Anyone know any good apps for Stage Managers or Lighting for that matter?


----------



## CPayneLighting (Nov 12, 2015)

Well that all depends on what you are looking for. 

For Stage Managers, apps that I've found useful are a simple PDF editor, you can scan in your script then you can type notes, highlight lines, insert pics, really anything you want. then you can email out, or print script updates very easily. On the more expensive side there is a great app called stage write that you can use for blocking and scene shifts. You can even animate scenes so the pieces move around.

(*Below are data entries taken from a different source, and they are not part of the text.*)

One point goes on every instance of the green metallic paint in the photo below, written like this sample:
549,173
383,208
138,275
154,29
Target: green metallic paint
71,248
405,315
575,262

For lighting, ETC makes an iRFR app to connect to your ETC console, which allows you to control playback, do dimmer checks, and follow playback in real time and take notes on cues. Also there is Touch OSC to connect to other consoles. Lightwright makes an app that connects with the computer version to update paperwork on the fly. Barbizon has an app version of their Electrician's handbook that is very handy. Both Rosco and Apollo make apps for their gobos. There is also a great app called gel swatch library that lets you look up and compare gel from all the major companies. Also as a student you can get free versions of Auto-cad and Vectorworks to do drafting, another free drafting tool is Sketchup. You can use all three of these with stagewright to import ground plans. There is an app called Lampy LX that can help with basic power calculations, dmx addressing, and many other basic functions within lighting.

These are just a few of the apps out there that can help you.


----------



## derekleffew (Nov 12, 2015)

https://www.controlbooth.com/wiki/?title=iPhone-iPodTouch-iPad-Apps-for-Theatre


----------



## AsherSB (Dec 2, 2015)

CPayneLighting said:


> There is an app called Lampy LX that can help with basic power calculations, dmx addressing, and many other basic functions within lighting.




What app? I can't find it.


----------